Yakusho plays a downtrodden detective investigating a series of gruesome murders connected by the similar mutilation of the victims, but seemingly committed by a different killer each time. His investigations ultimately lead him into a world of mind control and hypnotism.
Ambiguous and disorientating, Cure was one of the first films in the celebrated J-Horror wave, and despite the high-profile success of Ring and Audition, is widely considered one of the best films of the era.
13 Assassins (2010)
Since the earliest days of his career, Yakusho has played a procession of samurai and ronin on both the big and small screen, so it was little surprise that Takashi Miike cast him at the centre of this ambitious remake.
The Woodsman and the Rain (2011)
Yakusho’s incredible versatility is proudly displayed in Shuichi Okita’s sweet-natured, life-affirming comedy. It follows an inexperienced filmmaker (Shun Oguri) as he travels with his crew to a remote mountain location to shoot a zombie movie. The local community is initially bewildered by the project, none more so than Yakusho’s quiet, reclusive woodsman.
Over time, an unlikely father-son relationship develops between the two men as the ageing villager becomes increasingly involved in the production, which in turn inspires confidence in the fledgling director. It’s a perfect example of Japanese cinema’s trend for pitting urban modernity against the simple pleasures of traditional life.
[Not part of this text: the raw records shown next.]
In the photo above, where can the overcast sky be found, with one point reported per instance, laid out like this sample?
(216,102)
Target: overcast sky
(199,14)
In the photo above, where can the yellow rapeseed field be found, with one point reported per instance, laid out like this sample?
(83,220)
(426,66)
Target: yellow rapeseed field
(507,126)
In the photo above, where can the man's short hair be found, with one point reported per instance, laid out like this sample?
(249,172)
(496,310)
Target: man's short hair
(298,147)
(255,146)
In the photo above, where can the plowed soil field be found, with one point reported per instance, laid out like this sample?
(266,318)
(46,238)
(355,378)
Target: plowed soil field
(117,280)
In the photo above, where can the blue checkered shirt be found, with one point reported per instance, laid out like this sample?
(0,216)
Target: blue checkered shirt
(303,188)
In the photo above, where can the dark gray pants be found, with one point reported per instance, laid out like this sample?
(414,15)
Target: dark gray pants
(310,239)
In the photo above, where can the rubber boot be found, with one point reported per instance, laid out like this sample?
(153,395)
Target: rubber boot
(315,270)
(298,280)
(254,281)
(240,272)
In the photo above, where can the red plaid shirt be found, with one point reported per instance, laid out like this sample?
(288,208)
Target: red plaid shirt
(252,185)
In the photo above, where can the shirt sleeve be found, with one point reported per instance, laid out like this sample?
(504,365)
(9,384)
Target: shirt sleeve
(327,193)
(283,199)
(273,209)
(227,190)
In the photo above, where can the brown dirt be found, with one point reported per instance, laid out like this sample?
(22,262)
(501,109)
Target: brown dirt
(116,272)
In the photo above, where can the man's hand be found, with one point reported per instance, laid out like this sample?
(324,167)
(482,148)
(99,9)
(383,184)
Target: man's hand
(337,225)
The World of Kanako (2014)
Confessions director Tetsuya Nakashima weaves an audiovisual maelstrom of violence and debauchery into which he unleashes Yakusho’s drink- and drug-addled ex-cop, who in a ferocious display of unremitting savagery tears up the Tokyo underworld searching for his missing teenage daughter (Nana Komatsu).
Closer to John Ford’s The Searchers than Liam Neeson’s Taken series, The World of Kanako exposes its missing heroine to be not an innocent victim, but a malicious and malevolent terror, and the deeper her father digs into the dark recesses of her past, the more shocking the horrors he is forced to confront.
The Third Murder (2017)
Despite Misumi confessing to the crime, Masaharu Fukuyama’s defence lawyer soon finds inconsistencies in his testimony, and vows to set the record straight. A rare foray into genre territory for Koreeda, The Third Murder showcases a pair of impressive, multilayered performances, not least Yakusho, who brings compassion and complexity to his repeat offender.
The Blood of Wolves (2018)
In Kazuya Shiraishi’s brilliant throwback to the classic gangster thrillers of Kinji Fukasaku (Battles Without Honour and Humanity), Yakusho is once again on award-winning form as Ogami, a loose-cannon police detective in 1980s Hiroshima with dubious ties to the local yakuza.
Violently maintaining order in his community with precious little regard for the boundaries of the law, Ogami is tasked with investigating a missing persons case. He must also break in an idealistic new partner (Tori Matsuzaka), who is immediately disapproving of Ogami’s unorthodox and illegal methods. What unfolds is a hugely entertaining flourish of style and bravado.